Yves Perez : Depuis 1974, date de l’arrivée au pouvoir du président Valéry Giscard d’Estaing, le libre-échangisme est devenu l’idéologie officielle du pays. Les élites économiques, politiques et universitaires s’y sont ralliées. Elles ont appris à considérer le protectionnisme comme un anachronisme, le symbole d’un passé obscurantiste et désormais révolu.

Jacques Sapir : Très clairement, pour de nombreux journalistes, il y a une confusion entre le protectionnisme et l’autarcie. Et l’autarcie est associée à la guerre. Le protectionnisme est présenté comme une source de conflits internationaux, alors que nous avons vécu, de 1945 aux années 1980 dans un monde protectionniste, en particulier durant les « trente glorieuses », et que de nombreux pays, de la Corée du Sud à l’Inde sont ouvertement protectionnistes et pas belliqueux pour autant. Dès que l’on se réfère au protectionnisme vous êtes assimilés aux « heures sombres » ; bref le « point Godwin » n’est jamais loin.

FP : Est-ce uniquement lié au fait qu’en Europe le libre-échange tient désormais de l’idéologie ?
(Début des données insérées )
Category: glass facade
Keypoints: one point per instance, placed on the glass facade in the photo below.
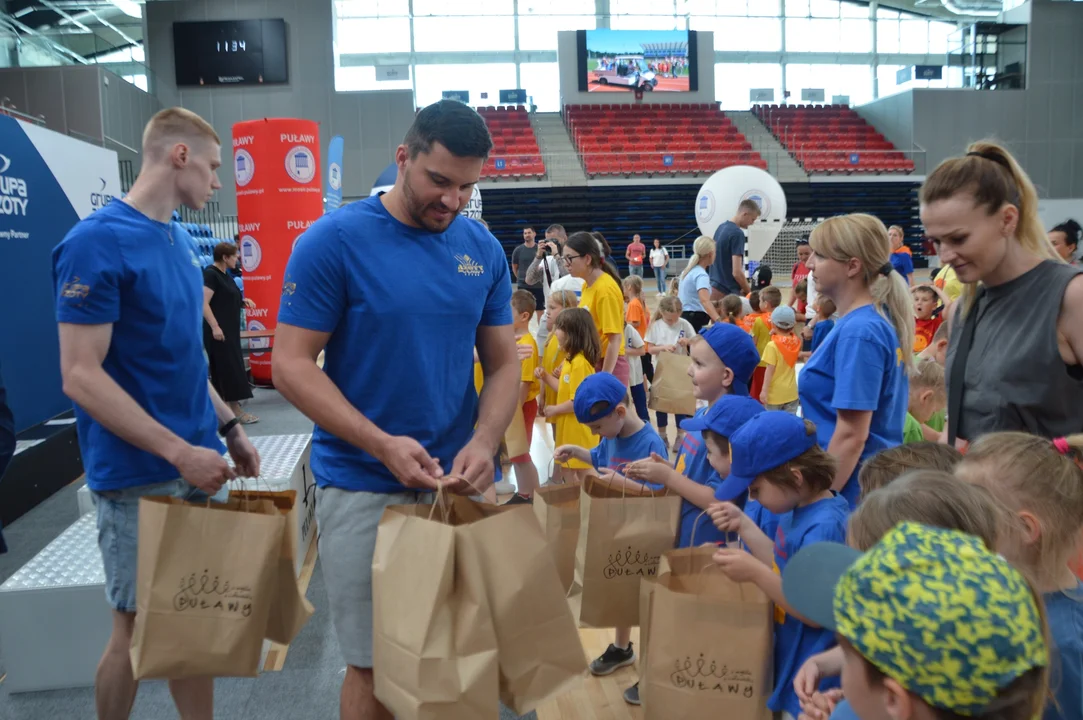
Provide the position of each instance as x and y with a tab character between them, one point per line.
786	46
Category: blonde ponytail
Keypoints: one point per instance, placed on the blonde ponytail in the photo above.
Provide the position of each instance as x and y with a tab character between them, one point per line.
701	249
864	237
991	174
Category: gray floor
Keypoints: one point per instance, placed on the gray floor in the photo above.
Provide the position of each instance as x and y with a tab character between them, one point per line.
308	685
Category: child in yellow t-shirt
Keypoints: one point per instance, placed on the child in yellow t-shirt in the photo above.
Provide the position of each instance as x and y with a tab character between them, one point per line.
780	358
523	306
578	338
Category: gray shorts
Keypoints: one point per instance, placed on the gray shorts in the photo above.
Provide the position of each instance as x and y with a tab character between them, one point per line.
118	534
348	522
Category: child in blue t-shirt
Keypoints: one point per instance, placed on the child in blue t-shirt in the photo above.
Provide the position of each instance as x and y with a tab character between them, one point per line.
777	458
602	404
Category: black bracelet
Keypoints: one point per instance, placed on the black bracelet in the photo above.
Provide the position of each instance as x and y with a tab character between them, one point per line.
224	430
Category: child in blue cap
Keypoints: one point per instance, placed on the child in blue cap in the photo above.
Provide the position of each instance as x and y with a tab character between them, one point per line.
602	404
777	459
723	358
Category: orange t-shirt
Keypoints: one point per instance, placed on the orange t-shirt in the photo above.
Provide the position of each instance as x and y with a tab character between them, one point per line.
636	316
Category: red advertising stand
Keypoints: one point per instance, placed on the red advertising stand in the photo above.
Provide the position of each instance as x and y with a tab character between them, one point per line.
276	170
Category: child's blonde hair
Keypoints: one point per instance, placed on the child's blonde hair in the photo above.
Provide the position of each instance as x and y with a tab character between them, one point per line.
1036	475
732	309
667	304
929	497
888	466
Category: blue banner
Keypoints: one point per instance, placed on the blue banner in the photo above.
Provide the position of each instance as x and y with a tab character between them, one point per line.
333	192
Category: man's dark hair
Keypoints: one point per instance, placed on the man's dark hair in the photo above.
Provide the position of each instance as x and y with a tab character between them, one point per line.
453	125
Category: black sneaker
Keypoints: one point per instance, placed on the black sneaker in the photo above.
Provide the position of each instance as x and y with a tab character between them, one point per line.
613	659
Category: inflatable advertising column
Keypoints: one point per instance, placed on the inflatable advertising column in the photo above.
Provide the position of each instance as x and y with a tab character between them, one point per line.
276	169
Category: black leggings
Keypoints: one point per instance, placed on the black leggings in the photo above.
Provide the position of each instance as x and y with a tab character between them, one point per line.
696	318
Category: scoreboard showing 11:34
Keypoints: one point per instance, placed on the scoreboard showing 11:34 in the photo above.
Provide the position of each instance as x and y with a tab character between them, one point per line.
230	52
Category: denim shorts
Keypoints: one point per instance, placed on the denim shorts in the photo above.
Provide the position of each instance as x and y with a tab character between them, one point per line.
118	534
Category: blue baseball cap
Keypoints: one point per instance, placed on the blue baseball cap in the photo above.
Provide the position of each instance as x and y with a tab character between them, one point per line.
734	347
726	416
598	388
767	441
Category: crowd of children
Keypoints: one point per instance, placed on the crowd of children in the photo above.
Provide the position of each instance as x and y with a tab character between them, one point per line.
952	628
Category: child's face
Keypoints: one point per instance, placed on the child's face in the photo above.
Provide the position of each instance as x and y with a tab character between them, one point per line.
717	459
775	498
924	305
611	424
710	378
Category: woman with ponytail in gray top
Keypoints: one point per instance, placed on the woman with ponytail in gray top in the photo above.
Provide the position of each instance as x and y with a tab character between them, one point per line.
1015	353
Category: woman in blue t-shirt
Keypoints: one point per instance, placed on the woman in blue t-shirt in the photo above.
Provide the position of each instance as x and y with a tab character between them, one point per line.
855	388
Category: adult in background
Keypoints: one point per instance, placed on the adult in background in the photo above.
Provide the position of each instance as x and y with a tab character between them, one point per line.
602	296
129	299
222	308
855	387
521	259
660	261
727	272
1015	348
394	407
635	254
902	259
694	288
1066	240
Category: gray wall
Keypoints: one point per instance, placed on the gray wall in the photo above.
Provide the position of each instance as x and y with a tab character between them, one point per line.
373	123
568	57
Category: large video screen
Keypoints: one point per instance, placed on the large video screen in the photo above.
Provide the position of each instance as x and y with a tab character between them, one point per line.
652	61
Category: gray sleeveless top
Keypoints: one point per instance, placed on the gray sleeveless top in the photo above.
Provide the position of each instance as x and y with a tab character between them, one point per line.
1015	377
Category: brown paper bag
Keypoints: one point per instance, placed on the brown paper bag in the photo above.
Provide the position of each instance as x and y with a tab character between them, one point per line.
709	643
207	578
433	641
290	609
557	508
672	390
622	536
516	437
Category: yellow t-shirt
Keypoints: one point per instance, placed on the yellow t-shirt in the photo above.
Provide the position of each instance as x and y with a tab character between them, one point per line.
781	352
604	299
552	358
760	335
527	366
571	431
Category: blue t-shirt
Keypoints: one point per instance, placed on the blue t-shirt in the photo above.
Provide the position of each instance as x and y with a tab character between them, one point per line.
820	331
403	306
688	290
615	453
1065	612
824	521
729	241
119	267
903	264
858	367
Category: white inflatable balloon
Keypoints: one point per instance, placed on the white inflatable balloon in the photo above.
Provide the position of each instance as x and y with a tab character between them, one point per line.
720	195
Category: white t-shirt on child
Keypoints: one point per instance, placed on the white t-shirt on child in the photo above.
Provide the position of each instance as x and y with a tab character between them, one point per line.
660	334
631	339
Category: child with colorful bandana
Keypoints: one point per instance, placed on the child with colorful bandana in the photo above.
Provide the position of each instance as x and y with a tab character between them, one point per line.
777	458
933	624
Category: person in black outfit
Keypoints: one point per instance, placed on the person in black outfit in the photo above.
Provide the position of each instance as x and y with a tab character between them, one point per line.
222	305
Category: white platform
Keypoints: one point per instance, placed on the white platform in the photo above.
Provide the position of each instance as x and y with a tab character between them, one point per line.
54	622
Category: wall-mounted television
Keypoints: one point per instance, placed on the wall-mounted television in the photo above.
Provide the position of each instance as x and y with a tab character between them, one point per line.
231	52
651	61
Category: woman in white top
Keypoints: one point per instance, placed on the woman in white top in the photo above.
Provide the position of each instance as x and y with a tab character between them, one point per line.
660	260
694	288
669	332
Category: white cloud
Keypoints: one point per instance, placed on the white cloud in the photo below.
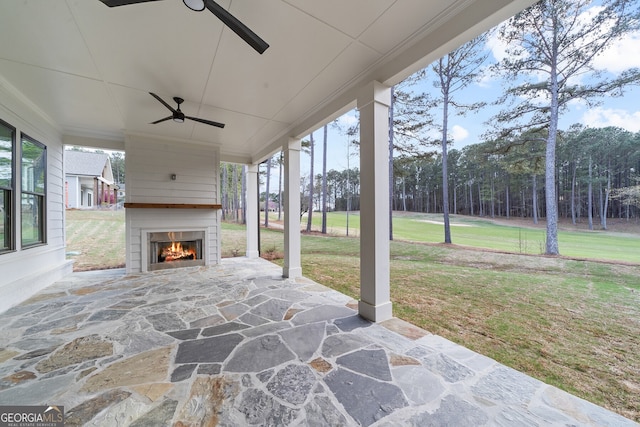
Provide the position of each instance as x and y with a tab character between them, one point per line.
621	55
348	119
458	133
602	117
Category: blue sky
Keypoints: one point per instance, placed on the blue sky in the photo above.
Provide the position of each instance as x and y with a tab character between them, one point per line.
623	112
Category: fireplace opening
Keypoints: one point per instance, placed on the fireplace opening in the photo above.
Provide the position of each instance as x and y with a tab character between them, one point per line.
175	249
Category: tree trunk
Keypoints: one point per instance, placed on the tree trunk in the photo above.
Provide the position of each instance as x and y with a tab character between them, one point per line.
445	174
224	189
534	198
280	188
311	182
391	180
606	200
550	163
507	200
243	183
573	195
324	182
266	194
590	197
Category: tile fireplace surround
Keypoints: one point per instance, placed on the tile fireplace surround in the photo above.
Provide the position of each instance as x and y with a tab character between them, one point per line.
144	221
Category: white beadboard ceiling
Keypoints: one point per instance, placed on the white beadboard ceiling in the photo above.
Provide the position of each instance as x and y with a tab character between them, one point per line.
88	68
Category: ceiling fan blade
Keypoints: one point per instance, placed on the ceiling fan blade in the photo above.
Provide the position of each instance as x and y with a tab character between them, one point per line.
173	110
161	120
206	122
237	27
114	3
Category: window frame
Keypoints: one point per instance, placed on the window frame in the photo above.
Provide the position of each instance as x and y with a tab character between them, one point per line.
42	197
9	244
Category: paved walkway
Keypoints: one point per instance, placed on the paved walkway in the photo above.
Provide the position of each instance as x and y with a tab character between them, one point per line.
237	345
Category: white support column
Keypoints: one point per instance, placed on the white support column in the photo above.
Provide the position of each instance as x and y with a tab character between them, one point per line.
375	296
252	212
292	265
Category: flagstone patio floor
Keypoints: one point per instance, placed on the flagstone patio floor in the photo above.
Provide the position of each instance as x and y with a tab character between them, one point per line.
236	345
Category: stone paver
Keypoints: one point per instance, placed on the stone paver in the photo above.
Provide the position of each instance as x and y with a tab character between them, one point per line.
236	344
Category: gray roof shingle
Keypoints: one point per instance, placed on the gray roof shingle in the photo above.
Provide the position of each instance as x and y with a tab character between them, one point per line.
84	163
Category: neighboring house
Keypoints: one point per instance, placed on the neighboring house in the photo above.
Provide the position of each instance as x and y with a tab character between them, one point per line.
88	180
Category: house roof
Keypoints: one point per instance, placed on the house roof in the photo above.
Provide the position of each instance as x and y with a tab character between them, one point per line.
88	68
84	163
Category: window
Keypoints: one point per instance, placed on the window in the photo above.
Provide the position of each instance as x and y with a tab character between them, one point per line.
33	203
7	143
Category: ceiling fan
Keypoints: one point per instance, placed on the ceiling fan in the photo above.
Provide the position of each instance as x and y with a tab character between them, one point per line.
178	116
229	20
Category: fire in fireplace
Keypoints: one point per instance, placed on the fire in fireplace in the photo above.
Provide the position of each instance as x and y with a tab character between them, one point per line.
175	249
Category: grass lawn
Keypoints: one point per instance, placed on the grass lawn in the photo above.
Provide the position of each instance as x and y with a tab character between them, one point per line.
572	323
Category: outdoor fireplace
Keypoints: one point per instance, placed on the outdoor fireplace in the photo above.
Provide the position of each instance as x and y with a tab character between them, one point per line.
174	249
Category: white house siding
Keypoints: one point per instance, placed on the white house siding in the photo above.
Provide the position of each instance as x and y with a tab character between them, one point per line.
26	271
73	192
149	165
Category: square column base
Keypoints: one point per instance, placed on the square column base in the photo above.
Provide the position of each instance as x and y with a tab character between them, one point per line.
375	313
292	273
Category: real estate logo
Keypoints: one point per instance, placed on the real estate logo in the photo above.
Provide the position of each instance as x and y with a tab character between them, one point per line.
32	416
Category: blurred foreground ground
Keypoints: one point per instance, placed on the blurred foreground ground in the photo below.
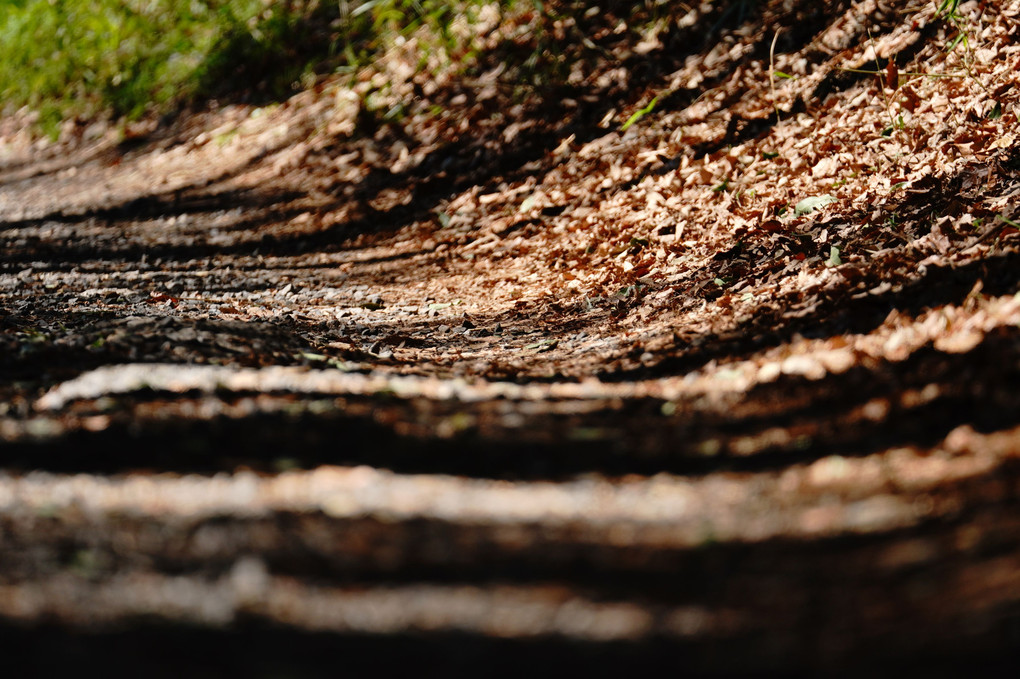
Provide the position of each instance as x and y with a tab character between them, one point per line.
512	387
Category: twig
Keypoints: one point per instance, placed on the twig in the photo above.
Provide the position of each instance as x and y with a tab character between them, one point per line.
771	72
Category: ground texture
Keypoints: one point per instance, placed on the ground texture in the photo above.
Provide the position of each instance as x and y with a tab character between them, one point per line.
504	381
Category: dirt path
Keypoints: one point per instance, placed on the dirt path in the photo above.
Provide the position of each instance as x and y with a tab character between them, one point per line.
531	388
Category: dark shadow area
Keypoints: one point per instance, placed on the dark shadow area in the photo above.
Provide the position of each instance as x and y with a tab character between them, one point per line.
257	649
837	314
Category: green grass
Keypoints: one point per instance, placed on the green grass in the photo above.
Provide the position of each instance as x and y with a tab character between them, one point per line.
67	58
131	58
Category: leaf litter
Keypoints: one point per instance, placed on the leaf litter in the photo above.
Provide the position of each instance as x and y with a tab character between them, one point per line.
674	272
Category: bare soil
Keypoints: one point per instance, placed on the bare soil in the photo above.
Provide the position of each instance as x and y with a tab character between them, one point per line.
500	383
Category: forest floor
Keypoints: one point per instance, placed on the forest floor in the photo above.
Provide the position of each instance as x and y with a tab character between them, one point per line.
508	380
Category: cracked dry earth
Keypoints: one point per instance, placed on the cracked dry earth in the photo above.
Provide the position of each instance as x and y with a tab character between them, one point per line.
530	394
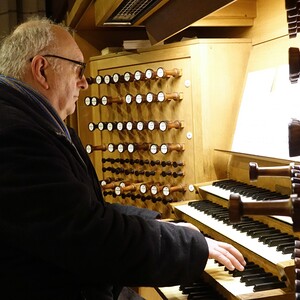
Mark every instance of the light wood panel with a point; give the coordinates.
(211, 83)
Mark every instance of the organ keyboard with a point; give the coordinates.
(268, 241)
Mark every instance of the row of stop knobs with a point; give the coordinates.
(138, 125)
(132, 147)
(138, 98)
(136, 76)
(143, 187)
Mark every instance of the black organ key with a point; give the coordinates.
(283, 242)
(268, 286)
(249, 277)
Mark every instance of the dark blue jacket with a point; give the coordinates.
(59, 239)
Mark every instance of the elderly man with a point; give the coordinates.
(59, 239)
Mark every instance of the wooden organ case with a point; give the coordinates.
(147, 127)
(196, 89)
(270, 240)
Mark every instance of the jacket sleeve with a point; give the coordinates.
(48, 211)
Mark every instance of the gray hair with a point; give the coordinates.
(33, 37)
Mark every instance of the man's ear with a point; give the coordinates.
(38, 68)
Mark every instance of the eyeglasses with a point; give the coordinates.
(82, 64)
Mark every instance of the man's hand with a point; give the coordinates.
(222, 252)
(226, 254)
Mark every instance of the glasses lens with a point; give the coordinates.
(81, 73)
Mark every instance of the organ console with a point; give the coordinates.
(161, 96)
(163, 73)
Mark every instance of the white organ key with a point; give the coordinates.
(269, 253)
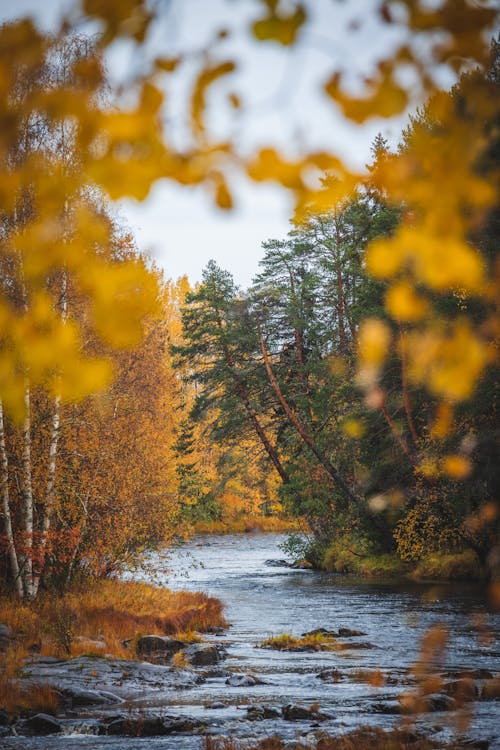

Yves Perez : Le propre de l’idéologie est d’instaurer une coupure entre le passé ou régnait l’obscurantisme et l’ignorance et un présent ou prévalent la science et la raison. Enfin,  l’idéologie considère les choses comme étant irréversibles. Elle s’attache aussi à réécrire l’histoire. Le protectionnisme est ainsi devenu le synonyme de l’autarcie, de la régression économique, sinon de la guerre tout court

Jacques Sapir : Le libre-échange a supplanté à gauche l’idée de progrès social. J’ai entendu dans des réunions au Parti Socialiste en 2008 et 2009, quand j’étais encore invité, des éléphants et des éléphanteaux déclarer que le libre-échange était la forme moderne de l’internationalisme. La régression est là. De 1983 à 2008, en 25 ans, le PS et une partie de ses allés ont abandonné, un à un, tous...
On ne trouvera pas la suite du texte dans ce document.